By: Jennifer Rubin
Before 2018, it was conventional wisdom in polling and political circles that Hispanic voters were less likely to register and less likely to turn out to vote than white and African American voters. Something changed in 2018.
Reinforcing findings from a study from UCLA, Univision researchers found that, among Hispanic voters, there were “across the board voter registration and turnout increases in the key primary and general election states of Arizona, Colorado, Georgia, New Mexico, North Carolina, Ohio and Pennsylvania.” There were extremely significant, especially since this particular study did not include California, Florida and Texas, which were the subject of the UCLA study.
The numbers are quite remarkable, especially given this was not a presidential election. “In Arizona nearly 3 in 10 new registered voters were Hispanic. In Colorado 1 in 5 new registered voters were Hispanic. In New Mexico nearly half of all new registered voters were Hispanic. In North Carolina the number of Hispanic registered voters grew +28% while Non-Hispanics declined -4%.” (Emphasis in the original.)
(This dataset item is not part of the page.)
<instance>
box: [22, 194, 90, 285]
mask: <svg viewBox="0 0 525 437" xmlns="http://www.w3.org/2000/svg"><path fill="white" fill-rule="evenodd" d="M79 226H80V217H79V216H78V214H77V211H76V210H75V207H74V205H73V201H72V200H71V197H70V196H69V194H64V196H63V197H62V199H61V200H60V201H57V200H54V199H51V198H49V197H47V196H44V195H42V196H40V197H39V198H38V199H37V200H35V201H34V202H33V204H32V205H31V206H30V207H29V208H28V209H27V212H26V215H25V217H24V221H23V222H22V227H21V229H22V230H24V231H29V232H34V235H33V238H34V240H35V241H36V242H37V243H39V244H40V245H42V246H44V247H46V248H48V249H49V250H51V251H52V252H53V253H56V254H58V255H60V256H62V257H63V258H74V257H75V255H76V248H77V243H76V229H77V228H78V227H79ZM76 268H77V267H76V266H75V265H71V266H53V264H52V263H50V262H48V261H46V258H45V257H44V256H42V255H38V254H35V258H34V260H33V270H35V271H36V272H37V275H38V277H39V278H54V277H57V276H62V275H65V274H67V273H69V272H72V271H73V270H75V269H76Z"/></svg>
The study also included these data points:
Hispanic voters delivered reliable and consequential increases in voter participation on average almost doubling turnout across these 7 key states
Independent/Other Hispanic voters were especially energized to go the polls, more than doubling turnout in these states on average
Growth in the number of Hispanic voters aged 18-24 tripled on average across AZ, CO, GA, NM, NC, OH, and PA.
Growth in the number of Hispanic voters aged 25-34 nearly doubled on average across these states.
Must-win Super Tuesday states Colorado and Georgia in addition to early state Ohio saw growth in Hispanic 18-24 voters more than triple and nearly double among the 25-34 demographic
As one might expect, due to greater interest, registration and turnout among Hispanic voters, there was a 67 percent increase in ads targeting Hispanic voters.
Hispanic voters made up 11 percent of the electorate in 2018, about equal to the percentage of African American voters. In 2014, Hispanics made up 8 percent of the electorate. In 2018, Democrats captured 69 percent of the Hispanic vote (73 percent of Hispanic women), compared with 90 percent of blacks and 44 percent of whites.
A separate study from the Pew Research Center told us more about Hispanic voters: “About a quarter of Hispanics who cast a ballot in 2018 (27%) said they were voting in a midterm for the first time, compared with 18% of black voters and 12% of white voters, according to the exit polls. Meanwhile, many new voters this year were young. A majority of voters younger than 30 said they were voting in a midterm for the first time.”
In key Senate and House races, the winning Democrat got significant help from Hispanic voters. Take Nevada for example: “About 67% of Latinos voted for Democrat Jacky Rosen in the Senate race, compared with 30% who voted for Republican Dean Heller. In the race for governor, Latinos voted in a similar manner.”
While it is true that health care and the economy are important to Hispanics, just as they are to other groups, polling last year showed rising concern in the Trump era about their place in society. “Half of Latinos say their situation in the U.S. has worsened over the past year, up from 32% in the weeks after Donald Trump won the 2016 presidential election and the highest level since the Great Recession,” Pew reported. Immigration is certainly part of the reason. “In addition, more say they have serious concerns about their place in American society now (49%) than in 2017 (41%). And a majority (55%) say they are worried that they, a family member or close friend could be deported.”
In the Trump era, it is not simply immigration policy that troubles Hispanics — it is flat-out racism:
Nearly four-in-ten Hispanics say they have experienced at least one of four offensive incidents in the past year because of their Hispanic background, although about as many note that someone has expressed support for them because they are Hispanic. For the 38% of Hispanics who say they have experienced an incident, these comprise: experiencing discrimination or unfair treatment because of their Hispanic background, being criticized for speaking Spanish in public, being told to go back to their home country, or being called offensive names. Immigrant Hispanics are more likely than U.S.-born Hispanics to report they have experienced most of these incidents.
This is consistent with FBI data showing an uptick in hate crimes in the Trump era. (In California, for example, despite a slight decline in the overall number of hate crimes reported statewide, hate crimes against Hispanics increased 18 percent in 2018.)